That’s not correct.
In your example, you sample a texture on one side of the branch, assuming that saving the texture sample is going to be faster. However, with the code as written, the GPU will do both sides of the branch and select the correct result. So your branch is not actually saving any performance in this case.
Why? Well, because GPUs don’t work on a single pixel at a time. What actually happens is that each executing unit always processes a block of 4 pixels at a time so it can properly filter the data. If a polygon edge cuts through that quad, for instance, the GPU may compute 4 texels worth of data but only use one of them (because the other 3 are on the other side). (This is why microtriangles are bad).

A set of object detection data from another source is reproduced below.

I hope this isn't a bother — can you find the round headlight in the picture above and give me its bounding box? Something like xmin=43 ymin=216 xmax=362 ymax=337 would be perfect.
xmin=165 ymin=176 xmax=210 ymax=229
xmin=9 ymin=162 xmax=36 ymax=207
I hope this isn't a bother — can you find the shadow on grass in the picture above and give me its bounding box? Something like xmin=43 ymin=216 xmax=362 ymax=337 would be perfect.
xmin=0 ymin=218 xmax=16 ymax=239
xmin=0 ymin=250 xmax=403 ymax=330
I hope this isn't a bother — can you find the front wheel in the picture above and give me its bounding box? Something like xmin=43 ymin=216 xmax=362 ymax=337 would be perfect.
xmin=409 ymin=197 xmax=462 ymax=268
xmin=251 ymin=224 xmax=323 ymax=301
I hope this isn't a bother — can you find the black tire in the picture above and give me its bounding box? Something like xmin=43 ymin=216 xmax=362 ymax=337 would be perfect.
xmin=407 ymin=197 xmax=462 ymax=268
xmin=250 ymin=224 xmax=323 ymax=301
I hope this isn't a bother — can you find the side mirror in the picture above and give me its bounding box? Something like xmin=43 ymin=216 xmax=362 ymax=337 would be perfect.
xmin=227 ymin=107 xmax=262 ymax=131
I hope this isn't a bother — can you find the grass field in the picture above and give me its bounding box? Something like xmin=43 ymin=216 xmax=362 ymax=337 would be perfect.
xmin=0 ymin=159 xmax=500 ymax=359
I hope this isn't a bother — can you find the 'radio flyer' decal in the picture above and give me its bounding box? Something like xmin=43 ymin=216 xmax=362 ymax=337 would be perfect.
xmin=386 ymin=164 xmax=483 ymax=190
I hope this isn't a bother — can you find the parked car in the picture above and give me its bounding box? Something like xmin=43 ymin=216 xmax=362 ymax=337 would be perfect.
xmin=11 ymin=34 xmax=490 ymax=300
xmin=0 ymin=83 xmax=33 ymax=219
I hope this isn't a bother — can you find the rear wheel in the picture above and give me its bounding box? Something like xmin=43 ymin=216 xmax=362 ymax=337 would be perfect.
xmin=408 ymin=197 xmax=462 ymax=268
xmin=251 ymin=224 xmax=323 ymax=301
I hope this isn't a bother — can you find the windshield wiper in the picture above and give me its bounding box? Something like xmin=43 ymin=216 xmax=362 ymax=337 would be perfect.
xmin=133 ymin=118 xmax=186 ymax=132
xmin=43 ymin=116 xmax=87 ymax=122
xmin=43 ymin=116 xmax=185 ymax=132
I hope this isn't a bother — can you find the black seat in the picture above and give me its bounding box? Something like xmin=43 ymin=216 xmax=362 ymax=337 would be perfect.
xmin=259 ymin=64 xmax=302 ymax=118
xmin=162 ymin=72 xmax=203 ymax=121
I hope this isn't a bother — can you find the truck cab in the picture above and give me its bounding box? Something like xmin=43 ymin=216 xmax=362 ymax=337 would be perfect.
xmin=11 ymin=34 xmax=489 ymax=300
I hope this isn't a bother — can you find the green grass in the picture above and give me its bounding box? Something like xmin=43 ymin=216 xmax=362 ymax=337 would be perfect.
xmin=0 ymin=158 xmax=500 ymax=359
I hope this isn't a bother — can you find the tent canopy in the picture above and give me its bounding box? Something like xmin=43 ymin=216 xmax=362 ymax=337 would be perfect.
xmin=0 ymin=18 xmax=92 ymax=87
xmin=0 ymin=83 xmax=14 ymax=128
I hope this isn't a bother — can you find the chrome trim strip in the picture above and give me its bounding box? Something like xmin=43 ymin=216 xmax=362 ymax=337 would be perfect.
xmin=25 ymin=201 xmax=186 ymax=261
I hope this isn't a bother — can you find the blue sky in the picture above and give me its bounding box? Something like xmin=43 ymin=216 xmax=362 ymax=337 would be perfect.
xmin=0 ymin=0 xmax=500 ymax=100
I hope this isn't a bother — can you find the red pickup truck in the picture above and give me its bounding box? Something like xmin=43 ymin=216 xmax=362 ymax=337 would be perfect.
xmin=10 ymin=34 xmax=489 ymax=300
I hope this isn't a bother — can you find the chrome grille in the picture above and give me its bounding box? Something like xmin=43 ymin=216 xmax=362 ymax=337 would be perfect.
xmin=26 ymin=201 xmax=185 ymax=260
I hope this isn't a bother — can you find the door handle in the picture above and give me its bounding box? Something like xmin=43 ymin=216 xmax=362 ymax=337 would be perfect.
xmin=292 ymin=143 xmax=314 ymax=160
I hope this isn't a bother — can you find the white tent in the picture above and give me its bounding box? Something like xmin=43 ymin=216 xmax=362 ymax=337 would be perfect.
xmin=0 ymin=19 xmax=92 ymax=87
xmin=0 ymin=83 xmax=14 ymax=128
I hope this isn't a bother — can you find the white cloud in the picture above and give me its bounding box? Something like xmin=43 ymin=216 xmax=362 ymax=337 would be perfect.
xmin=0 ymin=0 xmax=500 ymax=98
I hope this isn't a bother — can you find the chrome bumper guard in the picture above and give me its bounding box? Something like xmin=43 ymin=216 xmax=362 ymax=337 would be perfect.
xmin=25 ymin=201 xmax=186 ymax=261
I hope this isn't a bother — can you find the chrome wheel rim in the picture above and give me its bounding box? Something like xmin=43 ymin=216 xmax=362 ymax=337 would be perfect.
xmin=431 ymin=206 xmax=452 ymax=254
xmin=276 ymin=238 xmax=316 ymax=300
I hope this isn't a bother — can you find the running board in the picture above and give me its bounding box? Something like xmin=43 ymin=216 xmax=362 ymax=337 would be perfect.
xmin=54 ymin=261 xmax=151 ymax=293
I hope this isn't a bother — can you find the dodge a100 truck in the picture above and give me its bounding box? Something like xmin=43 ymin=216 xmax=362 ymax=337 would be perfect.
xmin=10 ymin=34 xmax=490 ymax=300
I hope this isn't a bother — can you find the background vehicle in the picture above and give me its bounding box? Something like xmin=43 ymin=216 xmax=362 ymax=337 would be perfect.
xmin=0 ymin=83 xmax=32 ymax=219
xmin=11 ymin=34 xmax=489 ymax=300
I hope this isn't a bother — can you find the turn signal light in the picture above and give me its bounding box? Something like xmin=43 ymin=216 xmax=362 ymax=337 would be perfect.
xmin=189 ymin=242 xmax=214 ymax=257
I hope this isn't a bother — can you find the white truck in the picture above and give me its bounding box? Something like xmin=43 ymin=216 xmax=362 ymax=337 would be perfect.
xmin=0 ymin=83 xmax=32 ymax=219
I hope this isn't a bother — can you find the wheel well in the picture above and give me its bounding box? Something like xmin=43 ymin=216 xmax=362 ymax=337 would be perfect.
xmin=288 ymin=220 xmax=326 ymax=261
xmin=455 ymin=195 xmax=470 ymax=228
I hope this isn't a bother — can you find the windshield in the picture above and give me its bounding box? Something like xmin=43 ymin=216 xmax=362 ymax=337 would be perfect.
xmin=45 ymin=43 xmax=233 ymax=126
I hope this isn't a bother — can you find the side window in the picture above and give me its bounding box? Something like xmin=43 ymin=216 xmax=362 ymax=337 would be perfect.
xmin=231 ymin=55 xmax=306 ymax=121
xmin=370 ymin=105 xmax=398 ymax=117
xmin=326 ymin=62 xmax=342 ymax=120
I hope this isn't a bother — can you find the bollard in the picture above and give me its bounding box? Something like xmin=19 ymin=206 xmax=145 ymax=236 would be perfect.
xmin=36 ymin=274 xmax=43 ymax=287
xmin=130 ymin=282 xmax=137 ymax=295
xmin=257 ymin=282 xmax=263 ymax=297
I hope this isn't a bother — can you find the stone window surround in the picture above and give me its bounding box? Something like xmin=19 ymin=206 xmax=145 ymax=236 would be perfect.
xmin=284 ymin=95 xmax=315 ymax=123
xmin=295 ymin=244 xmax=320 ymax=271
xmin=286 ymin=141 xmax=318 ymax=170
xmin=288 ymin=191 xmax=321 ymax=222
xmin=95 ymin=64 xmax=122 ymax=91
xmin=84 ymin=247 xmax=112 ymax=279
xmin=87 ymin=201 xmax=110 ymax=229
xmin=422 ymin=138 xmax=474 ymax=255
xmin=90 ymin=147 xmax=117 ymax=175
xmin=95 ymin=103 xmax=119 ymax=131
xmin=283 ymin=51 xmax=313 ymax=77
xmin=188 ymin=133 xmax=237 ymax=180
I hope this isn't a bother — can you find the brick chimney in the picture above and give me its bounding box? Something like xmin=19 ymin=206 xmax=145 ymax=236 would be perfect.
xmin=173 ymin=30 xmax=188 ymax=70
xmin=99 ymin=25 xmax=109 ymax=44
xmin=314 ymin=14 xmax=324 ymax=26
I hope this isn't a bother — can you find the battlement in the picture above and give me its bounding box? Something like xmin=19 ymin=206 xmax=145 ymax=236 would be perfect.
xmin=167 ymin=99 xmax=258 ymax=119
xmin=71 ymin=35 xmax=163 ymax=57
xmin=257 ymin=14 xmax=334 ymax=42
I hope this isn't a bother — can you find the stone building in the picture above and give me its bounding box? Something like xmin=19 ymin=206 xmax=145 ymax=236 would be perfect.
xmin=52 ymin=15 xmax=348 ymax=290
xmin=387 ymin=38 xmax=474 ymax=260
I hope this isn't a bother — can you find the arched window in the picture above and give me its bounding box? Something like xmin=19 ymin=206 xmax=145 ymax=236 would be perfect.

If you sample a texture in a branch, you have to do it with the gradient samplers (tex2Dgrad) instead of the regular ones (tex2D) and pass in the derivatives (which you can compute outside of the branch with ddx and ddy). If you don’t do this, then each pixel could produce a different result based on the branch, and the filtering wouldn’t line up between samples, and you’d get artifacts. So if there is a tex2D sample in the brach, the compiler will force both sides to run. If you replace them with tex2Dgrad, then the compiler will decide if it wants to branch there or not. And if you use [UNITY_BRANCH] before the if, it will force the branch to happen (and require tex2Dgrad or tex2Dlod to be used).
So, to enforce that the GPU actually branches, you’d have to change your code to something like:
float dx = ddx(uv);
float dy = ddy(uv);
[UNITY_BRANCH]
if (someval > 0)
{
result += tex2Dgrad(_Tex, uv, dx, dy);
}
else
{
result = 0;
}
The UNITY_BRANCH attribute will tell the GPU that you really do want to do a branch there, and if you don’t use tex2Dgrad, the shader won’t compile because you are telling the compiler to do a real branch.
Now, is this faster? It really depends. Lets imagine that the value we are branching on comes from another texture read.
float someval = tex2D(_Tex2, uv).a;
float dx = ddx(uv);
float dy = ddy(uv);
[UNITY_BRANCH]
if (someval > 0)
{
result += tex2Dgrad(_Tex, uv, dx, dy);
}
else
{
result = 0;
}
In this case, we have two issues. First, the GPU must wait for the value of the first texture sample to finish before it can perform the branch (dependent texture read), and since you’ve forced a branch, it really does have to wait instead of computing both results and choosing one once that data is fetched from the texture. Second, if the values fetched from that texture change a lot, then the very limited branch predictor on a modern GPU will fail to provide any benefit, and for reasons of filtering, both sides may be run in areas where the value is changing. Had that branch been on a uniform (a property, which is the same for every pixel), then the branch predictor would have a 100% hit rate, and no quads would need to compute both sides of the branch to filter the texels correctly.
So here’s my rule of thumbs with if in a shader for modern GPUs:
- Use them to select results at will, but expect both branches to run and do not use the branch attribute
- Use them when you know every branch will go the same way.
- Use them to avoid sampling many textures at once, but always force the branch to happen, and always time the difference in a GPU profiler to make sure it’s an actual speedup
- Avoiding a single texture sample or some math is less likely to be a win, so time things if you think it might be. These types of optimizations are often data and view dependent as well (large texture in high mip close to the camera vs. far away in low mip).
The obviously gets more difficult as you write shaders for a wider range of platforms. Running your shaders through a GPU frame capture, like the one provided in Instruments, is the only real way to know what’s going on.